Dies ist übrigens auch meist der Grund für Verhaltensweisen islamischer Personen in Deutschland, nur wird dies eben da nicht staatlich geschützt, so daß man sich stattdessen auf die "religiöse Freiheit" beruft und damit unter Umständen nicht nur die Staatsorgane gehörig hinters Licht führt.

Man wird als Besucher in Tunesien insofern kaum auf religiös induzierte Probleme stoßen, sondern, im Zweifelsfall, eher mit den lokalen Traditionen in Konfrontation geraten.

Noch einmal: vieles von dem, auf das man trifft, ist nicht "typisch islamisch" sondern allenfalls "typisch tunesisch" (oder "nordafrikanisch") .

Der Islam in religiöser Hinsicht durchzieht die gesamte Bevölkerung - was bei einem Anteil von fast 99% Muslims kein Wunder ist. Dennoch trifft man fast durchweg auf eine praktische, lebensnahe Auslegung und Ausübung des Glaubens, was sich auch in verschiedensten öffentlichen Handlungen der Menschen ausdrückt.
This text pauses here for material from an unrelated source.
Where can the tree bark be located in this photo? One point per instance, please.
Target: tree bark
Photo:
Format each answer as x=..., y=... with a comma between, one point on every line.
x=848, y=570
Nicht nur in den Touristenzentren, sondern auch in größeren Ansiedlungen und bei Familienfeiern sieht man rauchende und alkoholtrinkende Menschen, oder Frauen, die Kleidung in Tunesien mit beachtlichen Ausschnitten und oft körpernah tragen und die stark geschminkt sind.

Ein guter, doch nicht der überwiegende, Teil der Bevölkerung besucht die in jedem Stadtteil anzutreffenden Moscheen und der Gebetsruf ist fünfmal am Tag überall zu hören.
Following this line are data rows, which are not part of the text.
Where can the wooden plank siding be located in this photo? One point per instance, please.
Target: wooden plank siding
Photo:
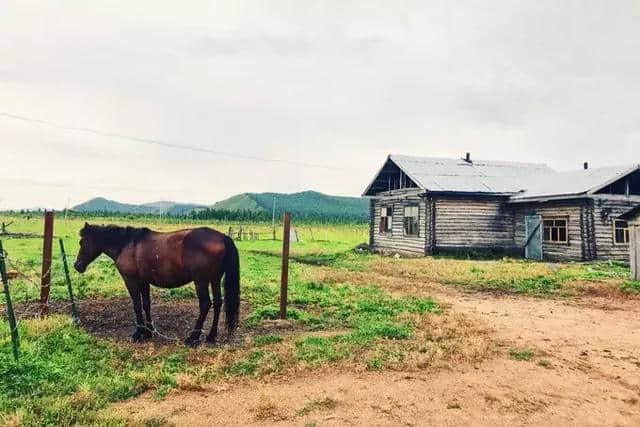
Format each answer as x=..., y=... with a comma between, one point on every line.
x=397, y=241
x=605, y=211
x=571, y=210
x=472, y=223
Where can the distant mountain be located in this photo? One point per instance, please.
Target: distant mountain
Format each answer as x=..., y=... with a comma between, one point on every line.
x=100, y=204
x=308, y=204
x=311, y=204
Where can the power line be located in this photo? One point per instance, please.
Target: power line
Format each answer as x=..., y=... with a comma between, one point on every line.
x=169, y=144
Moscheen in Tunesien dürfen nur für Predigten und zu speziellen Gegebenheiten geöffnet sein - allein für bestimmte historisch-touristische Gebäude bestehen temporäre Ausnahmen.

Der Zutritt zu Moscheen ist übrigens "Ungläubigen" nicht gestattet - kann aber für bestimmte Teile des Komplexes ausdrücklich erlaubt werden.
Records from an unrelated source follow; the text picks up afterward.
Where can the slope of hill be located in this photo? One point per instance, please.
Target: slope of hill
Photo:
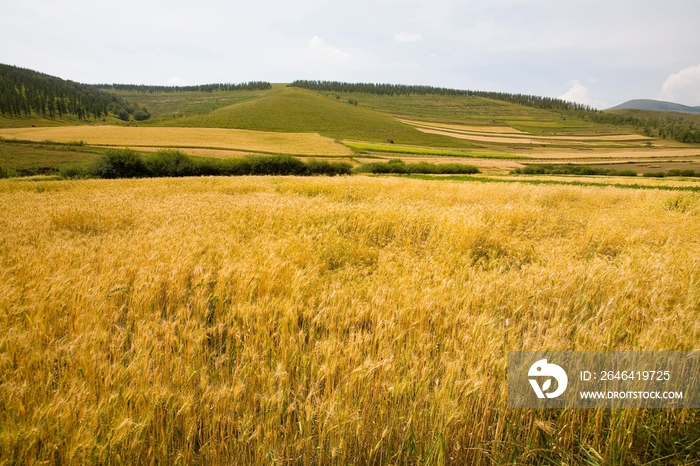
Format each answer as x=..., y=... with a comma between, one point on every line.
x=303, y=111
x=658, y=105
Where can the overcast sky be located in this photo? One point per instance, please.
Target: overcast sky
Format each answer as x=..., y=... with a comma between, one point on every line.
x=595, y=52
Auf religiöse Spitzfindigkeiten hingegen, die man z.B. aus Diskussionen in Deutschland kennt, trifft man so gut wie gar nicht - vorausgesetzt, der Besucher verhält sich nicht eindeutig provokativ.

Alles in allem bietet Tunesien für den nicht-muslimischen Besucher also einen sehr angenehmen und diesbezüglich un-aufgeregten Aufenthalt.